There’s been a lot of talk recently about whether there’s another tech bubble forming, but I see two separate themes emerging. On the one hand there’s companies like Color and Pandora that raised funding purely on the strength of an idea and a solid team. Neither company has revealed how or when they will generate revenue. There was much hand wringing after Color’s VC round and Pandora’s share price crashed almost immediately post IPO. These are worrying signals in a market where entrepreneurs are being told to go out and raise as much cash as possible, whilst times are still good.
On the other hand, there are solid companies with good revenues and little debt that are cashing up through trade sale opportunities. The Go Daddy transaction was a case in point. This deal had been in the making for some time and looks like a win-win for both the founders and the institutional investors in terms of timing. Obviously it was of great interest to us at iWantMyName because GD are the largest domain registrar on the planet, with around a quarter of the entire global market.
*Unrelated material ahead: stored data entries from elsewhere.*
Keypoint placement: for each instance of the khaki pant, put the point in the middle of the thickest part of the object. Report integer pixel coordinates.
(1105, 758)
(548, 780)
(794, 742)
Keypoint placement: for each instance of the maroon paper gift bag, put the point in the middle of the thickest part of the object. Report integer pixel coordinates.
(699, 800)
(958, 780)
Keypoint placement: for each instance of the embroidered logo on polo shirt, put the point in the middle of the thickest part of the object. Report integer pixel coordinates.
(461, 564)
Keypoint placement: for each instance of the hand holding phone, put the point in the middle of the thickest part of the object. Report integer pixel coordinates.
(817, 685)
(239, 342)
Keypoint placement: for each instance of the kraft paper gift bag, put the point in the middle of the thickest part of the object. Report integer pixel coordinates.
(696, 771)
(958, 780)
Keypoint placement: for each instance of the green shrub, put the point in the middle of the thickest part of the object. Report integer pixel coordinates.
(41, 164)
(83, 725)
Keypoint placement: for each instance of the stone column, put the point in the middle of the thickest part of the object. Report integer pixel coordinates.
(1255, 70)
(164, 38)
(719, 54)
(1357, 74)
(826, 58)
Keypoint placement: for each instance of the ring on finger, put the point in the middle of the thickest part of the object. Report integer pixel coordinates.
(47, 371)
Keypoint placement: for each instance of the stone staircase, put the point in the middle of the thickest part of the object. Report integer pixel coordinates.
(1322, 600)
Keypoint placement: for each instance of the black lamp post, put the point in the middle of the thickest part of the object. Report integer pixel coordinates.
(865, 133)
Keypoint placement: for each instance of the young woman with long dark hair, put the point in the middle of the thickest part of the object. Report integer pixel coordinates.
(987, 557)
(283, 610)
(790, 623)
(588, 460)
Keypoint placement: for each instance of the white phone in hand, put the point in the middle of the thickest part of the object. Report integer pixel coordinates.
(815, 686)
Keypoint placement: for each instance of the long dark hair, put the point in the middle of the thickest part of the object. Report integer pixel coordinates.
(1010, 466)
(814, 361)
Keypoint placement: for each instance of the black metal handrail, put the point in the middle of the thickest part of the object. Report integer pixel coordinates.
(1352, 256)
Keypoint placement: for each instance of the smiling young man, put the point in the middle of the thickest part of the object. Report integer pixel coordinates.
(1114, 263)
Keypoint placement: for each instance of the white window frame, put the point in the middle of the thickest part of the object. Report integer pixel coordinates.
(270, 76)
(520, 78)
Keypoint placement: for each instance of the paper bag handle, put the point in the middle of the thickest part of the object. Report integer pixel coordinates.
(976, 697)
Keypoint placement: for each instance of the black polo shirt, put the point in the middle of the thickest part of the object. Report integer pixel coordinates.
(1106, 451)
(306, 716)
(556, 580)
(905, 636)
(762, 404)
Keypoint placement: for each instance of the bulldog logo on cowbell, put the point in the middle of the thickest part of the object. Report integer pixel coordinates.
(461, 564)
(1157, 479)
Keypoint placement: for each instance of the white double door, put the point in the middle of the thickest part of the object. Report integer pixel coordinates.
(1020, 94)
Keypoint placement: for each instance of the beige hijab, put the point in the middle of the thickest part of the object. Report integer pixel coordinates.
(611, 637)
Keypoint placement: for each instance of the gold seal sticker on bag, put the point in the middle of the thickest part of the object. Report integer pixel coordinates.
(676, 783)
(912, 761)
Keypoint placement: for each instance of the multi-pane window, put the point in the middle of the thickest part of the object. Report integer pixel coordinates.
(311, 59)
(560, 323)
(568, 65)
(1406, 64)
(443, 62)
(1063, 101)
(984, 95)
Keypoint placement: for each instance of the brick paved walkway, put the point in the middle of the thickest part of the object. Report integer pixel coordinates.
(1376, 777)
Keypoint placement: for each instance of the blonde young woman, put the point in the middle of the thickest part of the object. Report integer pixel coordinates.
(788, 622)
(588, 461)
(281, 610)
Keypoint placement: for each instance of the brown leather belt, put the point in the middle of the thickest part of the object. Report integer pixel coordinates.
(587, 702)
Closer to home, the $139M buyout of listed drinks maker Charlies by Japan’s largest brewer Asahi also looks like a big win. What all of these companies have in common are great brand assets. Where they differ is that some of them not only do not generate profits, but in some cases the value proposition is less than clear. Even a great brand cannot compensate for these failings. Winning companies have recognisable brands, high performing systems or technologies and a means of generating repeating revenues. You’d have to be a right Charlie to invest in a company that didn’t have these attributes.